Jatiya Sangsad
- Citation: Act No. 01 of 2022
- Territorial extent: Bangladesh
- Passed by: Jatiya Sangsad
- Passed: 27 January 2022
- Assented to: 29 January 2022
- Signed by: Mohammad Abdul Hamid (President)
- Signed: 29 January 2022
- Effective: 29 January 2022

Legislative history
- Introduced by: Anisul Huq (Minister for Law, Justice and Parliamentary Affairs)
- First reading: 23 January 2022
- Second reading: 27 January 2022

= Chief Election Commissioner and Other Election Commissioners Appointment Act, 2022 =

Law of Bangladesh

The Chief Election Commissioner and Other Election Commissioners Appointment Act, 2022, is an act in Bangladesh passed in the Jatiya Sangsad on 26 January 2022. Provisions have been made in this act for the appointment of the Chief Election Commissioner and other Election Commissioners, as described in Article 118(1) of the Constitution of Bangladesh. This is the first such law since the independence of Bangladesh. At the same time, it is the first law passed by the Jatiya Sangsad in 2022. The Bangladesh Nationalist Party, the main opposition party, compared it to BaKSAL.
== Background ==
In 2012, President Zillur Rahman established a mediation forum known as the Search Committee to facilitate the formation of a new Election Commission, a method later followed by President Abdul Hamid in 2017 when he appointed a five-member commission led by KM Nurul Huda. The tenure of this commission concluded on 14 February 2022. In preparation for its reconstitution, President Hamid organized dialogues with political parties from 20 December 2021 to 17 January 2022, inviting 32 out of 39 registered parties to participate. The discussions began with the Jatiya Party and concluded with the Awami League, though seven parties, including the Bangladesh Nationalist Party (BNP) and Islami Andolan Bangladesh, boycotted the process. Most participating parties advocated for the enactment of a law to regulate the formation of the Election Commission, a requirement outlined in Article 118(1) of the Constitution of Bangladesh, adopted in 1972, but unfulfilled for fifty years. On 17 January 2022, the Cabinet approved a draft bill proposing the establishment of a Search Committee tasked with recommending candidates for the positions of Chief Election Commissioner and Election Commissioners.
== Reaction ==
During the passage of the final bill in parliament, members of the Jatiya Party and the Bangladesh Nationalist Party (BNP) criticized the process, alleging that the draft law was rushed. Legal expert Shahdeen Malik remarked that the legislation could result in the formation of an Election Commission aligned with the ruling government's preferences.

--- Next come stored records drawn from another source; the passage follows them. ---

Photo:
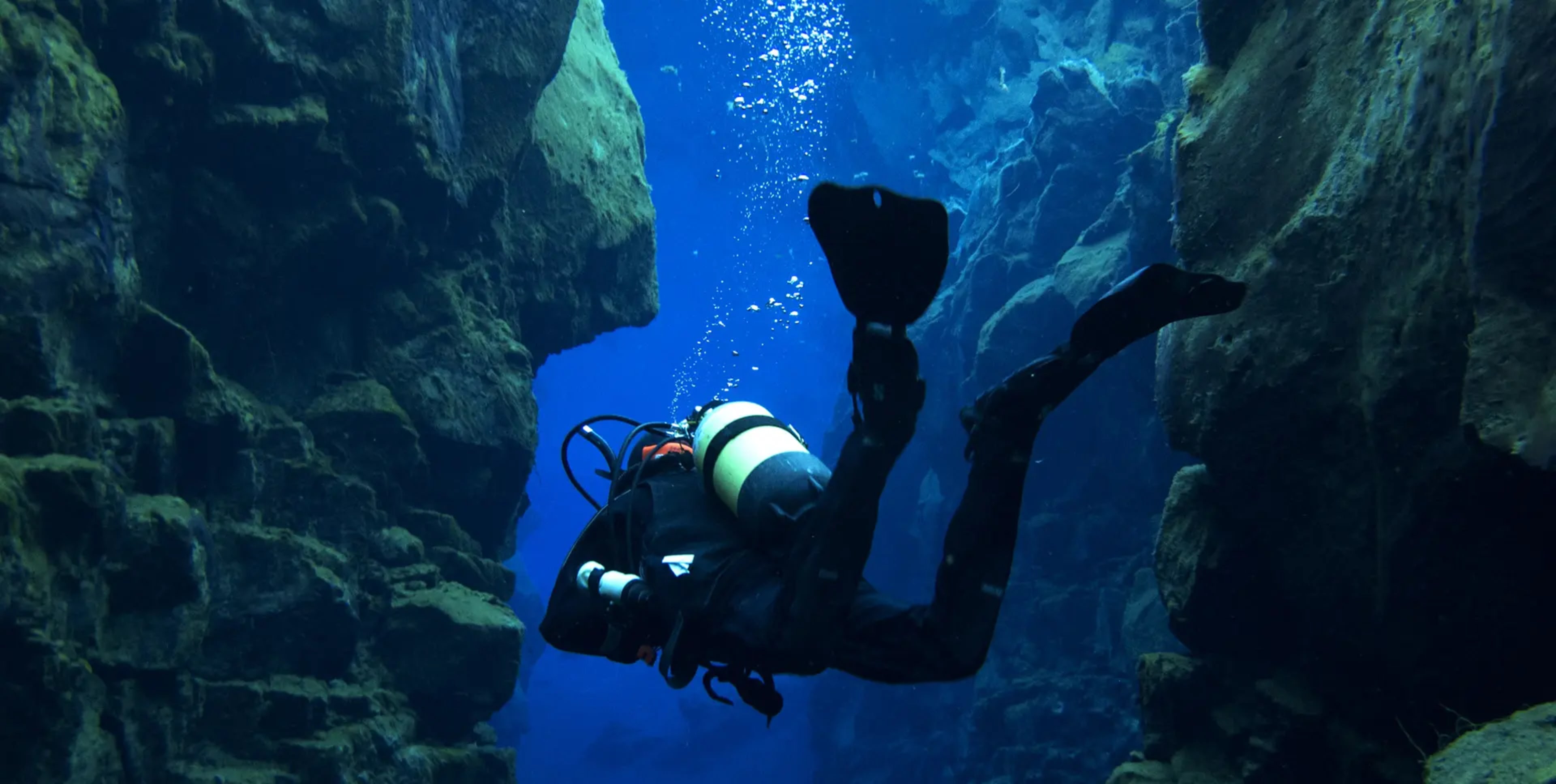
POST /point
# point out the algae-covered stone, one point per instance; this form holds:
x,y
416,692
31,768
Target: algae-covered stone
x,y
1516,750
33,427
366,433
438,529
68,273
156,568
144,453
1376,416
589,186
472,571
248,718
398,547
285,609
455,652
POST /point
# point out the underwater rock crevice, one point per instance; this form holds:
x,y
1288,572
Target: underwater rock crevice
x,y
265,410
1384,540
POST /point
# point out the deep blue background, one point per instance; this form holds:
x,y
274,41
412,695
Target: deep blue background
x,y
592,718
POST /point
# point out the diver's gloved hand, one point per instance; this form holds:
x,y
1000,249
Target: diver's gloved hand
x,y
886,386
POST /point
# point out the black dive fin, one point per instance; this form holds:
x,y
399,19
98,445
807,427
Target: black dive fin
x,y
1149,301
887,251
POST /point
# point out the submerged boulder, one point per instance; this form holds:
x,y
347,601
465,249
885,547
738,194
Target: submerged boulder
x,y
1373,506
455,652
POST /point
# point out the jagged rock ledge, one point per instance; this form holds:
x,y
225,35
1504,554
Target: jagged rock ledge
x,y
273,287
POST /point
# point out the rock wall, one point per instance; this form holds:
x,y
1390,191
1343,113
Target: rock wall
x,y
1074,201
1362,562
273,284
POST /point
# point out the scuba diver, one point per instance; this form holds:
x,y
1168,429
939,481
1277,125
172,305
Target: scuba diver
x,y
726,545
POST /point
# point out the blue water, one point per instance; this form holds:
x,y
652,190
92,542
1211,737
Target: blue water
x,y
589,716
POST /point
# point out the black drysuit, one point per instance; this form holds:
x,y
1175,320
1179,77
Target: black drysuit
x,y
800,604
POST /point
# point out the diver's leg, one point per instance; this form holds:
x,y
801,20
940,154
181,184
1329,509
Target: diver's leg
x,y
1002,425
835,534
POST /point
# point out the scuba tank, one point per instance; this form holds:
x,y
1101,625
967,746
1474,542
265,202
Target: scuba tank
x,y
759,467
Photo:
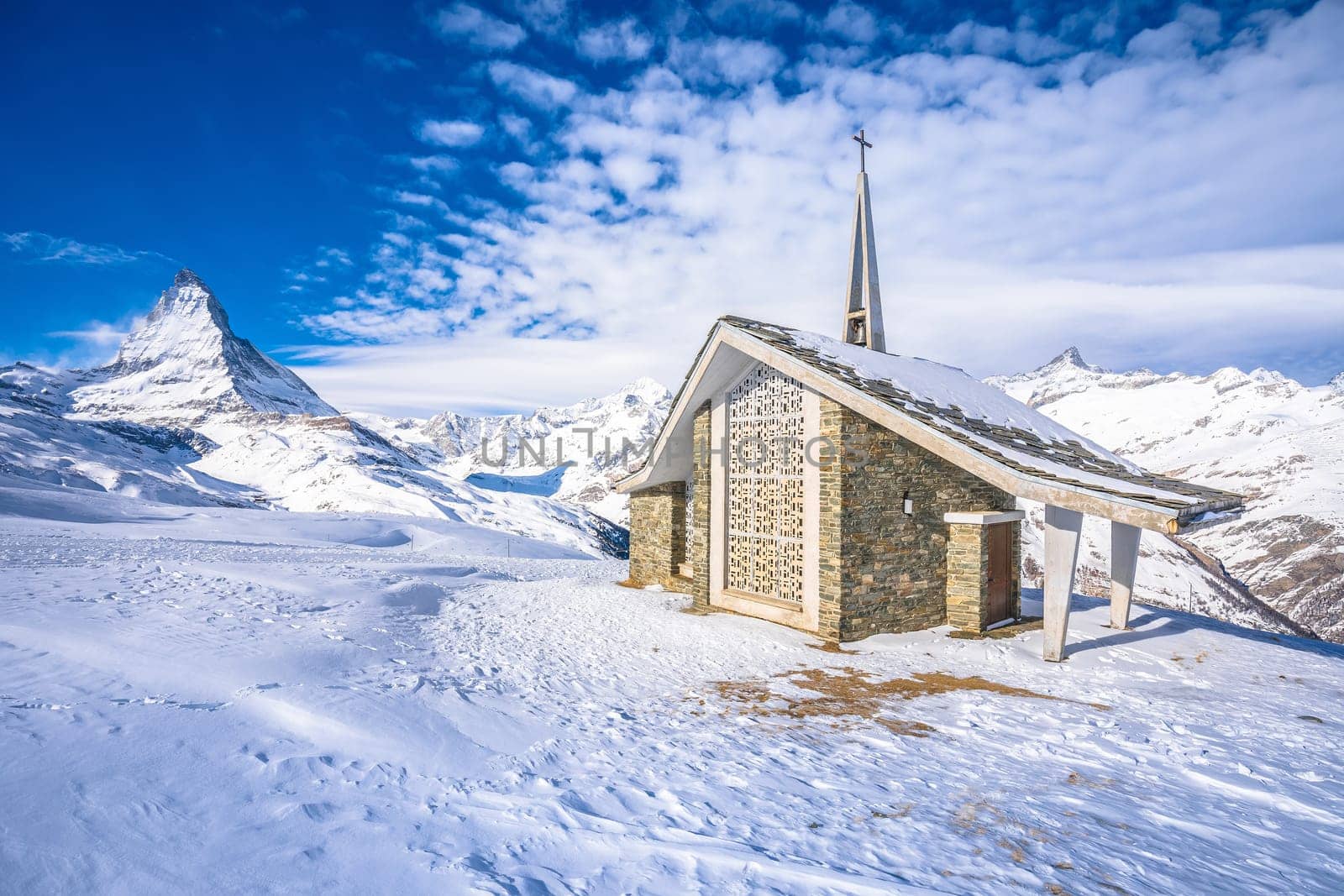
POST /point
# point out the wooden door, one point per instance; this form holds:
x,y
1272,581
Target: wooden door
x,y
1000,574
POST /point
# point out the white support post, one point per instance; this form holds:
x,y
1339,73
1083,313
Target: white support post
x,y
1062,533
1124,563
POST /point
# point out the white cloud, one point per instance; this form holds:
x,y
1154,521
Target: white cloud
x,y
480,375
97,333
45,248
753,13
387,60
449,134
850,20
477,29
1153,211
433,164
543,16
531,85
622,39
725,60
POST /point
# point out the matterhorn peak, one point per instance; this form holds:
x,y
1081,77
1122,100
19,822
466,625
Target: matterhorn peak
x,y
187,277
1070,356
185,362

Former Election Commissioner M Sakhawat Hussain expressed concern that the law leaves no room for the involvement of opposition parties or other political stakeholders. Badiul Alam Majumdar, Secretary of Shushashoner Jonno Nagorik, argued that the law may favor individuals loyal to the government. GM Quader noted a lack of transparency in the operations of the Search Committee. BNP Secretary General Mirza Fakhrul Islam Alamgir compared the law to the structure of the one-party system of BaKSAL. Syed Faizul Karim of Islami Andolan Bangladesh warned that the strategic design of the Election Commission law might ultimately backfire on the current administration.